Hatırlanacağı gibi, Tek Gıda-İş sendikası 2 Mart 2010'da Tekel işçilerinin direnişine mola verme kararını açıklarken, işçilerin 1 Nisan'da Ankara'ya gelerek Türk-İş önünde bir günlük oturma eylemi yapacaklarını ve yeni eylem takvimini belirleyeceklerini ilan etmişti. O gün geldi çattı.
Ne var ki, demokratikleşme edebiyatı yapan AKP iktidarı 1 Nisan'da bütün gün Ankara'da terör estirdi. Daha sabahın köründe, Ankara'ya gelen bütün yolları tutarak işçilerin topluca Ankara'ya girmesini engellemeye çalıştı; Türk-İş binasını ablukaya aldı; medyanın canlı yayın araçlarını çevreye sokmadı; işçilerin toplanmasını ve yürümesini önlemek için herkese saldırdı. Helikopterleri, panzerleri, gaz bombası atan ve gaz sıkan birimleri, coplarıyla yedi bin polisi halkın üzerine sürdü. Sadece Tekel işçilerine değil, işe dönme mücadelelerini Tekel işçilerinin mücadelesiyle birleştiren Tariş işçilerine, İSKİ sayaç okuma işçilerine, Marmaray işçilerine, işçi kardeşlerini karşılamaya gelen sendika üyelerine, komünist, sosyalist, devrimci parti ve dernek mensuplarına, öğrenci gruplarına şiddet uyguladı.
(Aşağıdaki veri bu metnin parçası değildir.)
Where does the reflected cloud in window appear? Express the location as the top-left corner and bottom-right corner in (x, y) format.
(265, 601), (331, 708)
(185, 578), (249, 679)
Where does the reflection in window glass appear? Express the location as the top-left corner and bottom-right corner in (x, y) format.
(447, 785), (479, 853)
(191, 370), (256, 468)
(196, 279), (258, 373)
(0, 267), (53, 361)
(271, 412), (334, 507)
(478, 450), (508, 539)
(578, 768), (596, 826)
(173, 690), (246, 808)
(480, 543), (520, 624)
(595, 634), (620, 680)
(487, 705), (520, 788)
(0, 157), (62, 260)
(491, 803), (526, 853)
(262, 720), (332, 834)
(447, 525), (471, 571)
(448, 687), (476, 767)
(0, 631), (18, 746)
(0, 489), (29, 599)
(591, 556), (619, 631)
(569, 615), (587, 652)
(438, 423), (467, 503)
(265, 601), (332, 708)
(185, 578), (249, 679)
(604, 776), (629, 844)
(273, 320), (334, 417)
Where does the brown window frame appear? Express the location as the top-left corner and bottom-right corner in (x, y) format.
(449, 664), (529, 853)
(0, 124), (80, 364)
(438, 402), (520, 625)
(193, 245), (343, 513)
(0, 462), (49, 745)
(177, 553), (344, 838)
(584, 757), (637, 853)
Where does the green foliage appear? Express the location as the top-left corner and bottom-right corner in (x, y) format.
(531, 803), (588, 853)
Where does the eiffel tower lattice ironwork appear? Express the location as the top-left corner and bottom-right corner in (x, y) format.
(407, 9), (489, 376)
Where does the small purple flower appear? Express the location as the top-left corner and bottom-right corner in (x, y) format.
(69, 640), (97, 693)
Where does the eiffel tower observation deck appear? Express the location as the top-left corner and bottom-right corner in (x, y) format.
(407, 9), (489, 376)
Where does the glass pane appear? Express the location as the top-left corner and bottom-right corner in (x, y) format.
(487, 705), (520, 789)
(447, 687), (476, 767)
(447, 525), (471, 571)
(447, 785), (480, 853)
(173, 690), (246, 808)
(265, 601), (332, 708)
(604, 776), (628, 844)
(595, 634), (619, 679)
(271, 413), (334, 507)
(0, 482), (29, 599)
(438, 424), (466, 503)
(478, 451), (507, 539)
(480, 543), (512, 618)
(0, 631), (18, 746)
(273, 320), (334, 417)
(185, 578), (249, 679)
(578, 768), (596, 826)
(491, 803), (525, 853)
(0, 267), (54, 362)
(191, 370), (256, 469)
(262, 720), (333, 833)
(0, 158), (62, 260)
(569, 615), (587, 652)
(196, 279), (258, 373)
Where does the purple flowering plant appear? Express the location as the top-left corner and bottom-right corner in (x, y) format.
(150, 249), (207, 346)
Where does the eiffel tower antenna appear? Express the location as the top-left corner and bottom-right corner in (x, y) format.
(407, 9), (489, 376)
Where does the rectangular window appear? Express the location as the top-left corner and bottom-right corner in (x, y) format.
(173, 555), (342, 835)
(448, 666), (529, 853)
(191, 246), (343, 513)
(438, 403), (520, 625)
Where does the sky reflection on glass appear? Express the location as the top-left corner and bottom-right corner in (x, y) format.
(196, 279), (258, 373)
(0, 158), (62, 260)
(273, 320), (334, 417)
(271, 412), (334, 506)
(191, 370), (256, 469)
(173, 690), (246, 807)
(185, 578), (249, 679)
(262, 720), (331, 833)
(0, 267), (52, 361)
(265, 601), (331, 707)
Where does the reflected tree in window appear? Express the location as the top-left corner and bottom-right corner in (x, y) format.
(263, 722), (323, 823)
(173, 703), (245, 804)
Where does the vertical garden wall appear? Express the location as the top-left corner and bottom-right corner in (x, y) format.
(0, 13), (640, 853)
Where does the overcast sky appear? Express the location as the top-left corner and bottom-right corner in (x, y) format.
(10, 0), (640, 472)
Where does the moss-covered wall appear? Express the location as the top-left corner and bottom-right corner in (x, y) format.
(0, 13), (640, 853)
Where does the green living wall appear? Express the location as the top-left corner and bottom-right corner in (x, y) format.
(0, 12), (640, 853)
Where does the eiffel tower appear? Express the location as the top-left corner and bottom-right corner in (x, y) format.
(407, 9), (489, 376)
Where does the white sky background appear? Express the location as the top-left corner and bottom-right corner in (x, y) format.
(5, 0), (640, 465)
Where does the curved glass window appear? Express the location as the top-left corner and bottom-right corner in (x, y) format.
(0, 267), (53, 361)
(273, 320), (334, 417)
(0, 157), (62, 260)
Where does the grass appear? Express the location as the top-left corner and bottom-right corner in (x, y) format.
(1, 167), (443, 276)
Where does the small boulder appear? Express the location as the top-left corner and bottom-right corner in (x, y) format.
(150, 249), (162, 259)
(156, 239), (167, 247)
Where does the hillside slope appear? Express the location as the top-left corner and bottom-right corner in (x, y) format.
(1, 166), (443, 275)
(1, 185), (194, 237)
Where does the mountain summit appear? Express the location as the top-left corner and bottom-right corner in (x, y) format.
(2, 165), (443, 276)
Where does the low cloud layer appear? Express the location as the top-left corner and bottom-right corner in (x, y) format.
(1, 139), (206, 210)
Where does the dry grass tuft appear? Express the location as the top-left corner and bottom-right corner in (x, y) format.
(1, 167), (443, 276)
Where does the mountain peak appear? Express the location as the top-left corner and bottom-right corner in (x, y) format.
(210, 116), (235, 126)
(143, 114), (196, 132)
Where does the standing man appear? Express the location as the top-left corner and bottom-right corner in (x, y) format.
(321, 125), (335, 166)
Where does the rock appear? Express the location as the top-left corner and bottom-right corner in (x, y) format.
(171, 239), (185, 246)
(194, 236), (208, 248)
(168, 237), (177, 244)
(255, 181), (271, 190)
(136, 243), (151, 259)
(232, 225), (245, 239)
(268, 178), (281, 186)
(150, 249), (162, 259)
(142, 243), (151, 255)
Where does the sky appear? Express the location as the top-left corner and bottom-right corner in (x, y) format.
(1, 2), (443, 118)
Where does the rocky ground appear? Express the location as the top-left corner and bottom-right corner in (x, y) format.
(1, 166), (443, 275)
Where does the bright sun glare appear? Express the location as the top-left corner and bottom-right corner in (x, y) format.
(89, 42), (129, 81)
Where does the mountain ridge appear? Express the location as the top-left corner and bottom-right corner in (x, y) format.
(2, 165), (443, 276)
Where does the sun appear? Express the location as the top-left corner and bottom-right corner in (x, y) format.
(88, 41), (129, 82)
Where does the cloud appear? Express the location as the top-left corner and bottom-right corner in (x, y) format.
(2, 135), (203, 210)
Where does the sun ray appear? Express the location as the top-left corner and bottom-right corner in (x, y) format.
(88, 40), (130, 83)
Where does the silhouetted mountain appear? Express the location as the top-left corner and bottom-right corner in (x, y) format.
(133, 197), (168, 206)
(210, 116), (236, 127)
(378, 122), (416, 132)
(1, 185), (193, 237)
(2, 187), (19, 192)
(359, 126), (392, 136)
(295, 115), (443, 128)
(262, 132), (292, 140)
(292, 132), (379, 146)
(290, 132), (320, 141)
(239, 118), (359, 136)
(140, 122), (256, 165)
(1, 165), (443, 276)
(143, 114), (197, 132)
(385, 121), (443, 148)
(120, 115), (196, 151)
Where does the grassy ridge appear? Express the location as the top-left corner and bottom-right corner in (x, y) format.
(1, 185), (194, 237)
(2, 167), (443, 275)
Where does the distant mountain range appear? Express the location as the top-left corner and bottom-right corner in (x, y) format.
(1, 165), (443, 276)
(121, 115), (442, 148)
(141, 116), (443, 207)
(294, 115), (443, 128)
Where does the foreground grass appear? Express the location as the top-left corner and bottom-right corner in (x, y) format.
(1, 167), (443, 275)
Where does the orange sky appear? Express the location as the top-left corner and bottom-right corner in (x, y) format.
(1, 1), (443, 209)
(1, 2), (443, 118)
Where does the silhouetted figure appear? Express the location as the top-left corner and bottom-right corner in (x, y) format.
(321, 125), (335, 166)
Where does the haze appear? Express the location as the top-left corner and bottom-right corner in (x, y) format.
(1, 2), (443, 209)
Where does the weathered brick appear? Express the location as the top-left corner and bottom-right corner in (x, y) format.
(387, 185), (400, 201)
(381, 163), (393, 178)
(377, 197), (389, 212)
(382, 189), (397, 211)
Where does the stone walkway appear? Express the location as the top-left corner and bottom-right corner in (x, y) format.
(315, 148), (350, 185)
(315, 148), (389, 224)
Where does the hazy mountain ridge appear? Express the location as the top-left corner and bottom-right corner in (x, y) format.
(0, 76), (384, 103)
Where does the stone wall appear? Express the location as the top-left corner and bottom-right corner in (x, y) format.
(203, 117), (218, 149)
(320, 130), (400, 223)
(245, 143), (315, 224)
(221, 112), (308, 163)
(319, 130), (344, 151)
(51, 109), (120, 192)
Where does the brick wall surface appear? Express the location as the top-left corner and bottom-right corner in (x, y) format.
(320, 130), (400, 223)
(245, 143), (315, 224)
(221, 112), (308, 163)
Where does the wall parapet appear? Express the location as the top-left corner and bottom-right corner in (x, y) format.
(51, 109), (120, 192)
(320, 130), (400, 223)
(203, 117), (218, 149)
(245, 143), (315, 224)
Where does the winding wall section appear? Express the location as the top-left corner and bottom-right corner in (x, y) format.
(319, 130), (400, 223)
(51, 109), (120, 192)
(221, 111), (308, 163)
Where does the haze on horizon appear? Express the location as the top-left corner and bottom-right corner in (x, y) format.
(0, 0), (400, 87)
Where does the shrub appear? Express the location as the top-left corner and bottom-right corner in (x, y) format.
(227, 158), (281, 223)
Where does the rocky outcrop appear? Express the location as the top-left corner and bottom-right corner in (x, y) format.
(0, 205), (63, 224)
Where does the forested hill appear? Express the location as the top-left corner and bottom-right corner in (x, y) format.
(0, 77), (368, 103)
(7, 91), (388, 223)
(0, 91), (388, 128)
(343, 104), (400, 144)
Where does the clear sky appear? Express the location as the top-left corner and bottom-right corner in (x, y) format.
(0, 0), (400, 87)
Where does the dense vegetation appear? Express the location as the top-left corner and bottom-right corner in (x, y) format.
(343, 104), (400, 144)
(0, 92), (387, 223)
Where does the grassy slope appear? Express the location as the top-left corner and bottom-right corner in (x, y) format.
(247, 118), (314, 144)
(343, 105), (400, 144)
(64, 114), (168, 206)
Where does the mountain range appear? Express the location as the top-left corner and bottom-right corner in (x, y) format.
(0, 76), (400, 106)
Daha üç gün önce, 30 Mart'ta Meclis'e sunduğu Anayasa teklifinde siyasi grev, dayanışma grevi ve genel grev yasağını kaldıracağını ilan eden AKP iktidarı, bu faşist saldırısıyla, verdiği sözün arkasında durmayacağını kanıtladı. Güzel vaatleri, gerçekleştirmek için değil, sadece kitlelerin gözünü boyamak için ortaya attığını gösterdi. İşçilerin oturma eylemine, basın açıklamasına, yürüyüşüne bile tahammül etmeyip teröre başvuran bir iktidarın demokrasi vaadine kiralık kalemlerden başka kim inanır? En sade işçi eylemini bile yasadışı ilan eden, Kızılay'ı, Taksim'i, şehirlerin ana meydanlarını işçi miting ve gösterilerine inatla kapatan AKP'nin demokratlığının düzmece olduğunu anlamazlıktan gelenler, kapitalist gericiliğin zulmüne ortaklık ediyorlar.
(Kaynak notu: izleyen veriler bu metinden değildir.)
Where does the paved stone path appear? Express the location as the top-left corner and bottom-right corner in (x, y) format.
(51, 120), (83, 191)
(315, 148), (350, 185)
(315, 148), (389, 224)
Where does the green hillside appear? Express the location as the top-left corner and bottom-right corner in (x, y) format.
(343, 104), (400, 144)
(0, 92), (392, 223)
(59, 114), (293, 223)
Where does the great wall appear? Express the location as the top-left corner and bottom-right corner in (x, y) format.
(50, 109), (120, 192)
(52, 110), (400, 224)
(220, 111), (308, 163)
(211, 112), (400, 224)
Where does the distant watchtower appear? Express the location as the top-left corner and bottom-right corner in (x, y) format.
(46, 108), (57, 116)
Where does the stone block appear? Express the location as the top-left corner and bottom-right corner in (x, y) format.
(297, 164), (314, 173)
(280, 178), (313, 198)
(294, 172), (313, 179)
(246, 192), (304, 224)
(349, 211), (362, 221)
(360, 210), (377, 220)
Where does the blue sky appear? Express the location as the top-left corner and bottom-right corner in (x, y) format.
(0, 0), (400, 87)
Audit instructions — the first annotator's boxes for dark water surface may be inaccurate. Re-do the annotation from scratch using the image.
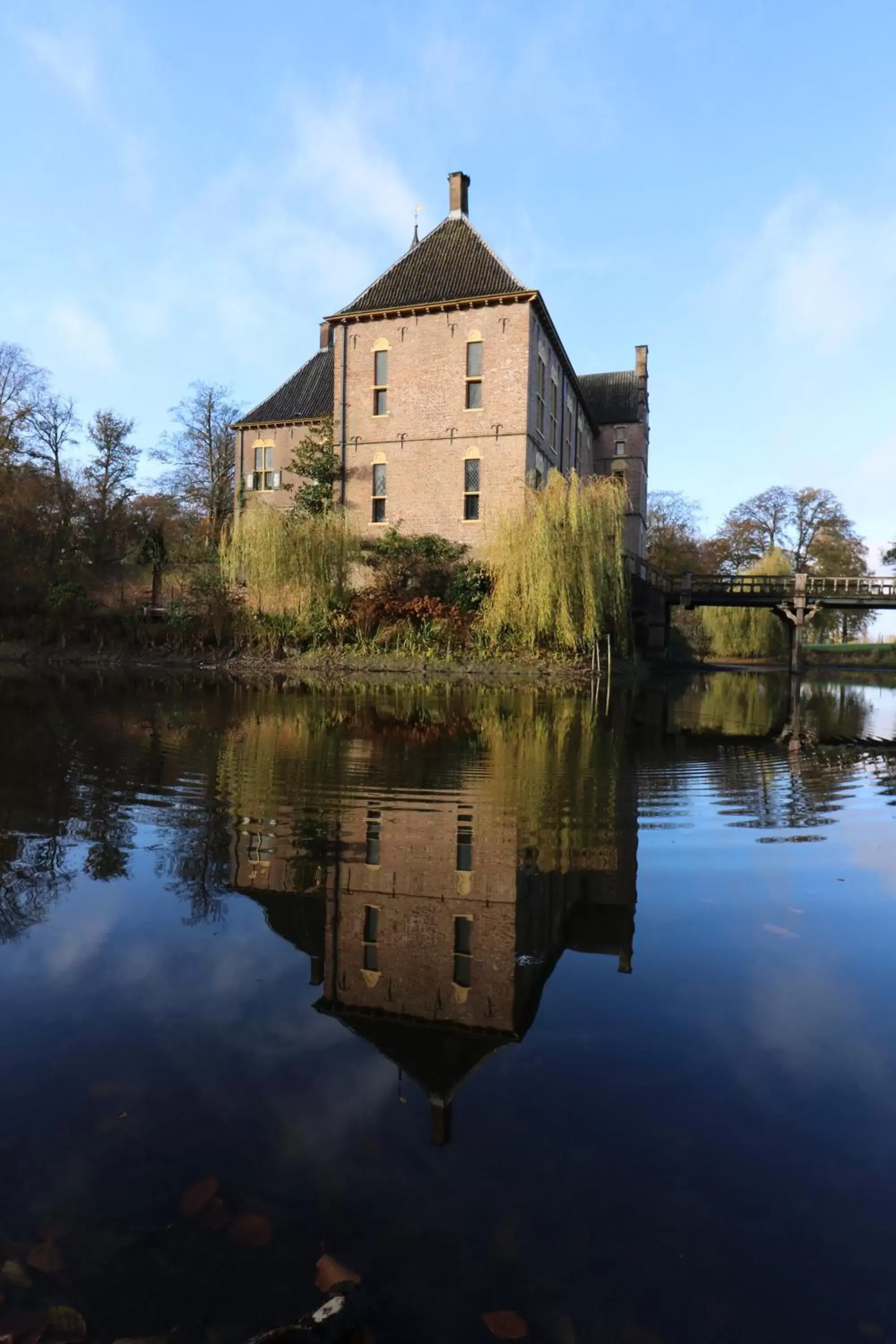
[0,673,896,1344]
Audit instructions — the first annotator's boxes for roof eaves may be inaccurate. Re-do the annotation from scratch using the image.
[324,289,537,323]
[533,290,598,434]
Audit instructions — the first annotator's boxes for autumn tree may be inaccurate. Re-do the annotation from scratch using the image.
[647,491,702,574]
[286,415,339,515]
[159,383,239,542]
[24,387,81,569]
[0,341,46,465]
[82,410,140,563]
[719,485,794,571]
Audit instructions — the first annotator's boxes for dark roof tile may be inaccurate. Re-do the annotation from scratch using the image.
[340,216,529,313]
[237,345,333,425]
[579,368,641,425]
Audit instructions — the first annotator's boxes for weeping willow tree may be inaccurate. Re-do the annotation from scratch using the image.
[220,504,360,616]
[702,547,791,659]
[483,472,629,649]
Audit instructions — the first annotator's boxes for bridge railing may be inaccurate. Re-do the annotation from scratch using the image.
[806,574,896,598]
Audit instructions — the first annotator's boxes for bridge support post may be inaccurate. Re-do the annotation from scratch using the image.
[772,574,818,676]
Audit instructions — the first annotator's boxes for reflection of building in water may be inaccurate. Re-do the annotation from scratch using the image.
[233,715,637,1142]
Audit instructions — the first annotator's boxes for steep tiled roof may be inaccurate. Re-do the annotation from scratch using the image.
[237,345,333,425]
[340,215,529,313]
[579,368,638,425]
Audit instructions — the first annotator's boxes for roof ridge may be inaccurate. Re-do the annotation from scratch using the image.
[459,215,532,289]
[234,345,333,425]
[337,215,451,313]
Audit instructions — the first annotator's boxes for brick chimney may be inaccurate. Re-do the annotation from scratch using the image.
[448,172,470,219]
[634,345,647,417]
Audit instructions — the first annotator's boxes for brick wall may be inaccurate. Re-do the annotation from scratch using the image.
[335,302,529,550]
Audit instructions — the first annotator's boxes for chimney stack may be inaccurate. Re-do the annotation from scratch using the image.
[448,172,470,219]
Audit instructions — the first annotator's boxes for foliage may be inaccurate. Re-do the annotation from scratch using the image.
[156,382,239,542]
[482,470,629,649]
[719,485,864,574]
[700,550,791,659]
[647,491,701,574]
[285,415,339,516]
[82,410,140,563]
[220,501,359,616]
[367,527,467,597]
[0,341,46,465]
[445,560,491,612]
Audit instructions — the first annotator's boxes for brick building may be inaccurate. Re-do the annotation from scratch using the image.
[231,704,638,1142]
[235,172,649,555]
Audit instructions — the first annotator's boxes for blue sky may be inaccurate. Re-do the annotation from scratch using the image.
[0,0,896,573]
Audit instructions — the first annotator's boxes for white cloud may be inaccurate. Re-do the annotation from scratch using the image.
[47,304,116,374]
[728,190,896,353]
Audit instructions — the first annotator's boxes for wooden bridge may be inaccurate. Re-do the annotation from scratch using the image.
[627,555,896,672]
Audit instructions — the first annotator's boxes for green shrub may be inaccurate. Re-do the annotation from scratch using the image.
[367,527,467,598]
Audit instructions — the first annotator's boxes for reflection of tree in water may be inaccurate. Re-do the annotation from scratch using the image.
[0,835,71,943]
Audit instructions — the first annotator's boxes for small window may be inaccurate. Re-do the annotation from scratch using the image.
[534,355,547,434]
[463,457,479,521]
[457,817,473,872]
[371,462,386,523]
[374,349,388,415]
[246,448,282,491]
[364,812,380,866]
[454,915,473,957]
[454,915,473,989]
[466,340,482,410]
[363,906,380,970]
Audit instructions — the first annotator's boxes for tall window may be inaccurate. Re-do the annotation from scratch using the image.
[374,349,388,415]
[466,340,482,411]
[364,906,380,970]
[454,918,473,989]
[364,808,382,866]
[463,457,479,521]
[371,462,386,523]
[245,448,284,491]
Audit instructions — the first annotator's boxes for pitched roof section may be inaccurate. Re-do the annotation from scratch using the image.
[237,345,333,425]
[579,368,641,425]
[340,215,530,314]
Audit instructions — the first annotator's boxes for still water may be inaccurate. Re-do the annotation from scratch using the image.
[0,673,896,1344]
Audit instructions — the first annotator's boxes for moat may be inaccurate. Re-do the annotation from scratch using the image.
[0,672,896,1344]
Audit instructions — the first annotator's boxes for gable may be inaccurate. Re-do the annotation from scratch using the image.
[235,347,333,426]
[339,216,530,316]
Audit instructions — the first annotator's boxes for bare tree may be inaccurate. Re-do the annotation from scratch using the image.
[26,388,81,567]
[719,485,794,570]
[790,485,853,574]
[0,341,46,464]
[85,411,140,562]
[159,383,239,542]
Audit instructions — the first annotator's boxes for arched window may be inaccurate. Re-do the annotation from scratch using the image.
[371,453,386,523]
Sendika konfederasyonları başta olmak üzere bütün sendikalar ve demokratik kitle örgütleri Tekel işçileriyle dayanışmayı yükseltme göreviyle karşı karşıyadır. Sınıf içinde örgütlenmeyi güçlendirmek, yalpalayan sendika yönetimlerini örgütlü kesimlerin gücüyle daha mücadeleci bir çizgiye çekmek için elden gelen her şeyi yapmalıyız. Konfederasyonlar daha önce verdikleri sözü tutmalı, 26 Mayıs'ta genel direnişi örgütlemek için gün gün gelişen bir bilinçlendirme, örgütlenme ve eylem çizgisi ortaya koymalı, 1 Mayıs'ı genel direnişin provası olarak hakkıyla örgütlemelidir. Danıştay'ın 4C köleliğinin iptali için Anayasa Mahkemesi'ne başvurmuş olması işçi sınıfının kitlesel mücadelesini şüphesiz kolaylaştırır ama onun yerini asla tutamaz. Asıl olan kitlesel eylemdir; güç dengesini alanlarda, sokaklarda fiilen değiştirmektir.
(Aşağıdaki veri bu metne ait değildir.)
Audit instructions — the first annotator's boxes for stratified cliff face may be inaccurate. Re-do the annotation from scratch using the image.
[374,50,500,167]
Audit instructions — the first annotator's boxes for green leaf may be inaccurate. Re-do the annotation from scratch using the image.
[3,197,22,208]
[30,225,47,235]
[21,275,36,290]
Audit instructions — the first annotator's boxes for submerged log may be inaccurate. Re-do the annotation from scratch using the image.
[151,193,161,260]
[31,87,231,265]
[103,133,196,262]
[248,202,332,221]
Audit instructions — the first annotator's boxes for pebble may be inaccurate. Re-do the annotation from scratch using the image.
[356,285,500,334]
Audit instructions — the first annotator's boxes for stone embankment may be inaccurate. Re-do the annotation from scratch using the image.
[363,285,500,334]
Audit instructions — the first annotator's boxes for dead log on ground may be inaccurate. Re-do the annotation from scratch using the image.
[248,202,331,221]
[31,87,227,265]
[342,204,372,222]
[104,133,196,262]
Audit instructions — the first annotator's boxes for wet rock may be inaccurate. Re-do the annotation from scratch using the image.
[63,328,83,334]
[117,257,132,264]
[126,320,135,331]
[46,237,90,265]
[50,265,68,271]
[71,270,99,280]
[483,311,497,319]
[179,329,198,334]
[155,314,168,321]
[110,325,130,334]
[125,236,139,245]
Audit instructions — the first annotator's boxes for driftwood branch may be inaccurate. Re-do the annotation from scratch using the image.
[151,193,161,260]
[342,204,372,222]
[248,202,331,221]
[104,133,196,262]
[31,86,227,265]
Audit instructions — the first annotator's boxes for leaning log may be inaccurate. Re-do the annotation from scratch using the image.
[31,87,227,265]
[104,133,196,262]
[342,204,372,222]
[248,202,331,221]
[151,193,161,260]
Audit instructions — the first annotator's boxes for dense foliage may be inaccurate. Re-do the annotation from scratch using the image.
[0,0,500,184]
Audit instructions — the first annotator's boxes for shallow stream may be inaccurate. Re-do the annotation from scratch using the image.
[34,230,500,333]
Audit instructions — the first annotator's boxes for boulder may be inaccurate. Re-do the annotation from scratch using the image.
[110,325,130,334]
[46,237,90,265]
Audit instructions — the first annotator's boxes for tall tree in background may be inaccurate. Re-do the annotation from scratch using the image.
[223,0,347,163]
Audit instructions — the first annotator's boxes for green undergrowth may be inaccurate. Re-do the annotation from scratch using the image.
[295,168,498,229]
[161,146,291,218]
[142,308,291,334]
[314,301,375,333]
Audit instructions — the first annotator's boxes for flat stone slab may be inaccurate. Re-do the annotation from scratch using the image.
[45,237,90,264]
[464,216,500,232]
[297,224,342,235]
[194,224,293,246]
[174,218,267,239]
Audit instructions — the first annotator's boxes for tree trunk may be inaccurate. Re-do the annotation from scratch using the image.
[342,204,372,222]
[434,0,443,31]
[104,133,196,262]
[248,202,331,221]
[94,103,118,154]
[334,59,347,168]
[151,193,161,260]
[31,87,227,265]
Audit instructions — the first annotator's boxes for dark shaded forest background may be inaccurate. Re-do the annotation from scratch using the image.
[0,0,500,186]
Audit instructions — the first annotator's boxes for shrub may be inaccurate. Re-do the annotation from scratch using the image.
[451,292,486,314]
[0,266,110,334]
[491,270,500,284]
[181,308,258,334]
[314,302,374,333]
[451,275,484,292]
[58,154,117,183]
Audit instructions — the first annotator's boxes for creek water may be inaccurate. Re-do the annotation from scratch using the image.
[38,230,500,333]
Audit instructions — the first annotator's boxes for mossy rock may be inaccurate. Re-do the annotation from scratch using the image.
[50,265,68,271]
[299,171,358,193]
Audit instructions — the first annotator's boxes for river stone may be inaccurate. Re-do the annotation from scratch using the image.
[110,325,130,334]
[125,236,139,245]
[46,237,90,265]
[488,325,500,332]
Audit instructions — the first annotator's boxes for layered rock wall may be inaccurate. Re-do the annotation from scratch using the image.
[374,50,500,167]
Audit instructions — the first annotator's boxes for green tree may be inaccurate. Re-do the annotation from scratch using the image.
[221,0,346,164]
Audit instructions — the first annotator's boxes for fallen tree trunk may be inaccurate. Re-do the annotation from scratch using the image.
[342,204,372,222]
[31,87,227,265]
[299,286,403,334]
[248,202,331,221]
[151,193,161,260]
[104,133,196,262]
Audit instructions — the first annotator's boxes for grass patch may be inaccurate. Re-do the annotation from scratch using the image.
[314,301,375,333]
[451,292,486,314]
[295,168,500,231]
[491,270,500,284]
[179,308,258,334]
Tekel direnişinin ikinci perdesini başarıya ulaştırmak güncel görevdir. Kamuoyunu AKP'nin düzmece demokrasi gündemi değil, işçi sınıfının, emekçi kitlelerin, işsizlerin ve yoksulların, ezilen halkların gerçek gündemi belirlemelidir. Alanlara ve sokaklara çıkmadan, fabrikalarda ve işyerlerinde gücümüzü göstermeden kamuoyunu belirleyemeyiz.